I know this puts me in the uncomfortable position of hoping that the media doing the right thing by the families and victims and that their judgment would be one of compassion and restraint, but one has to believe that people will ultimately do the right thing. Problem is, that too many in the media have not done the right thing - here included.
Brian Williams tellingly recognizes that NBC News is in a no-win situation.
In an interview last night on MSNBC, Mr. Williams said NBC had been concerned about the sensitivities of broadcasting as much of the material as it did.It could have been a slightly less sick business by withholding the bulk of the photos and multimedia packages.
“This was a sick business tonight, going on the air with this,” he said.
Meanwhile, Michelle Malkin notes the issues raised by the temporary detention order and how that the law as it is currently written does not prevent someone from purchasing a firearm. The law as it is currently written required an involuntary hospitalization, which was not the case here. It appears that the law may have to be reviewed and amended to deal with situations where an individual may not be allowed to purchase a firearm if they have been deemed to be an imminent threat to themselves or others. This is an issue raised by Mark Levin and Hot Air as well.

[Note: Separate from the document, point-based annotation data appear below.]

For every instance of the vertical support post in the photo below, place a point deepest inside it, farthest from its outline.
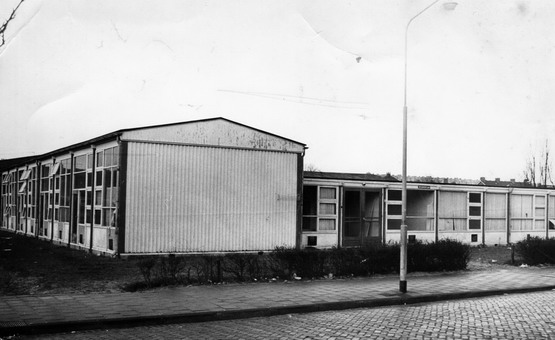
(122, 197)
(52, 197)
(71, 206)
(299, 234)
(403, 255)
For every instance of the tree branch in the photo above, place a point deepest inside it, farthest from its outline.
(6, 23)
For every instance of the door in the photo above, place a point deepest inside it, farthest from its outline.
(361, 217)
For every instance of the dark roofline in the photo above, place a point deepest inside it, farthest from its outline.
(349, 176)
(389, 178)
(15, 162)
(211, 119)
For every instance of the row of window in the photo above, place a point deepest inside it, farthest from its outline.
(56, 190)
(456, 211)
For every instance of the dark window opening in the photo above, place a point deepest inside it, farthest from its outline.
(310, 200)
(474, 197)
(394, 195)
(474, 224)
(394, 209)
(309, 224)
(475, 211)
(311, 241)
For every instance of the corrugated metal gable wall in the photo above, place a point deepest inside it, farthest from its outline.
(195, 199)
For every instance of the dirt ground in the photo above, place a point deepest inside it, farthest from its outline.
(30, 266)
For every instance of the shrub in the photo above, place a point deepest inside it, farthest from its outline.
(443, 255)
(536, 250)
(145, 267)
(170, 268)
(242, 266)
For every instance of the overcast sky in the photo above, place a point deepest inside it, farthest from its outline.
(325, 73)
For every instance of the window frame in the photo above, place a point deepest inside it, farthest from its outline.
(320, 214)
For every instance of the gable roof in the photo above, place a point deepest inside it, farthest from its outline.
(14, 162)
(349, 176)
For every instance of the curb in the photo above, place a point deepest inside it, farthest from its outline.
(401, 299)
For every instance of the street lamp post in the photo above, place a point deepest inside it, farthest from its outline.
(403, 265)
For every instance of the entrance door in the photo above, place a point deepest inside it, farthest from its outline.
(362, 217)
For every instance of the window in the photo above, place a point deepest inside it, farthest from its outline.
(420, 210)
(320, 205)
(474, 210)
(107, 185)
(522, 212)
(539, 212)
(495, 211)
(452, 211)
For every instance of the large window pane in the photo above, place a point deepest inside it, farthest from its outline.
(327, 193)
(309, 224)
(327, 224)
(309, 200)
(327, 208)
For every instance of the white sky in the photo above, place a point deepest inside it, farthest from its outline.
(480, 89)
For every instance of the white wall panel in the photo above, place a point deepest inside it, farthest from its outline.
(195, 199)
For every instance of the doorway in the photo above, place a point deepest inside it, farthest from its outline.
(362, 222)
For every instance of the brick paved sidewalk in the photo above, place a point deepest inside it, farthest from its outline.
(43, 313)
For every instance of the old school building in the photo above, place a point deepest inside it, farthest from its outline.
(216, 185)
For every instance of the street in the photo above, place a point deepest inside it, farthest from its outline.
(518, 316)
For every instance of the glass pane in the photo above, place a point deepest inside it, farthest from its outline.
(423, 224)
(394, 195)
(107, 178)
(474, 197)
(97, 216)
(352, 204)
(79, 180)
(475, 211)
(352, 229)
(521, 205)
(495, 224)
(100, 159)
(98, 181)
(420, 203)
(309, 223)
(80, 163)
(393, 224)
(327, 224)
(496, 205)
(327, 208)
(474, 224)
(327, 193)
(309, 200)
(394, 209)
(108, 157)
(115, 156)
(452, 224)
(452, 204)
(98, 197)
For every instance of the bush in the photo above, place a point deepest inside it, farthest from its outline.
(536, 250)
(145, 267)
(243, 266)
(309, 263)
(444, 255)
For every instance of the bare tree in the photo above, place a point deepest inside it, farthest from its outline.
(539, 169)
(6, 23)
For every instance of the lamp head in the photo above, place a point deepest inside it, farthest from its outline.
(449, 5)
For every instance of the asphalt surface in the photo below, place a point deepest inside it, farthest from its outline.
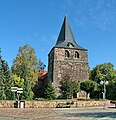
(96, 113)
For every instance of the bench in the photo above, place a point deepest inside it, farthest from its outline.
(114, 102)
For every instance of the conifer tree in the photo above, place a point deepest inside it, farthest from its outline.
(6, 80)
(50, 92)
(25, 66)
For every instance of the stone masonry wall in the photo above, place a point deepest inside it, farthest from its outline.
(74, 68)
(53, 104)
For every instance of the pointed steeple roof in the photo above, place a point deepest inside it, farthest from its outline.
(66, 38)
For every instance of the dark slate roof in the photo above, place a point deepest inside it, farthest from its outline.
(66, 36)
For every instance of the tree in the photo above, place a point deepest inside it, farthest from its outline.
(88, 86)
(69, 87)
(25, 66)
(6, 80)
(50, 92)
(102, 71)
(111, 90)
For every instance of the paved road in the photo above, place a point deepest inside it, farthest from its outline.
(58, 114)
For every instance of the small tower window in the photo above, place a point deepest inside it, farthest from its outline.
(67, 54)
(76, 55)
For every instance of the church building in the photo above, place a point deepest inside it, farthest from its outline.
(67, 58)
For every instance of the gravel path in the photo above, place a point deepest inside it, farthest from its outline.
(57, 114)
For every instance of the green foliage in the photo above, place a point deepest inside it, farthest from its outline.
(111, 90)
(6, 80)
(25, 66)
(102, 71)
(50, 92)
(68, 87)
(105, 72)
(88, 86)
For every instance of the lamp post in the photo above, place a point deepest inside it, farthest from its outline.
(104, 83)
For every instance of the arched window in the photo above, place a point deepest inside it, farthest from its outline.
(67, 54)
(76, 54)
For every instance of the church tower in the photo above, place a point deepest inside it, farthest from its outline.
(67, 58)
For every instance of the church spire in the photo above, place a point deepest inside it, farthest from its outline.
(66, 38)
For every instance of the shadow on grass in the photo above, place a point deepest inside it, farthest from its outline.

Still, there is the nagging question over whether someone would self report that they were indeed involuntarily hospitalized for mental health issues. Also, if the law is changed to adjust for the mental health treatment, what information can or should be included in the databases utilized to conduct the background checks? I tend to lean towards including a search of mental health and other medical facilities for ailments that might affect a person's judgment and health situation that might make them unsuitable to purchase a gun.
Hot Air has a very lengthy posting on the situation, and notes a report stating that because the judge referred Cho to an outpatient treatment for his mental health situation instead of being committed, he was kept out of the system that would have quite possibly kept Cho from being able to purchase the weapons. A detailed look at mental health laws and confinement follows.

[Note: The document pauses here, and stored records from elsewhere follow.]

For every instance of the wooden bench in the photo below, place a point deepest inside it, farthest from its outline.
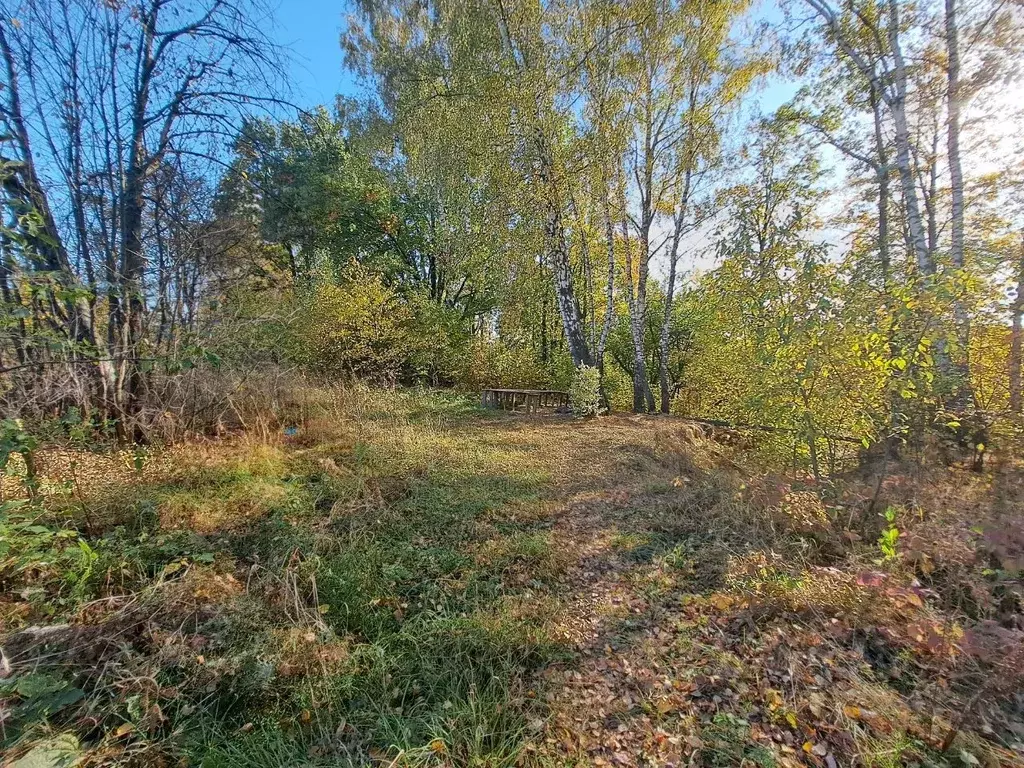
(509, 399)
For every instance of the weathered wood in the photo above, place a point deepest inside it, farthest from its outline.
(530, 399)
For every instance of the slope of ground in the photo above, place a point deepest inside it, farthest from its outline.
(406, 580)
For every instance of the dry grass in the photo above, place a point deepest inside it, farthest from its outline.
(410, 581)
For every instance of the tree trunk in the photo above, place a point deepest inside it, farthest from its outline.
(670, 294)
(897, 104)
(1017, 338)
(963, 395)
(952, 137)
(558, 255)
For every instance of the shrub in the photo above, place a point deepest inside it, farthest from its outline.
(585, 391)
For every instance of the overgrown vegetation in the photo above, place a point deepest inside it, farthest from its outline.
(251, 515)
(409, 580)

Here's a detailed accounting of what Cho did once he entered Norris Hall and turned it into his own personal killing field.
Also, here's a very touching look at the victims of the massacre.
Frankly, it seems that Cho was throwing everything and the kitchen sink into his rants and manifestos. You can draw almost any conclusion you want about the motive depending on the page.
What I see is disjointed thinking and someone who felt compelled to kill for the sake of killing - perhaps because he felt persecuted.
There's 9/11 references, biblical references, the timing of the attacks nearly coincides with the Branch Dividian incident, Columbine massacre, and OKC. Now add the neo-Nazi stuff, and you've got just about every major theme considered.
I'm waiting for someone to blame this on Quentin Tarantino. After all, his movies include mass violence, draw on Asian chop-socky films, and even Kill Bill had a supposed reference to the Crazy 88s - which the characters say were so named because it sounded cool.
Was the source of the Ismail/Ishmail scrawled on Cho's arm not the James Fenimore Cooper Book The Prairie, but another book named Ishmail by Daniel Quinn? AJ Strata thinks there might be something to that angle. There's also a website named Ismail.com that references the book and appears to be managed by Quinn.
Law enforcement says that there was nothing new to be added to their knowledge of Cho and his motives in the package received (and released) by NBC. Go figure.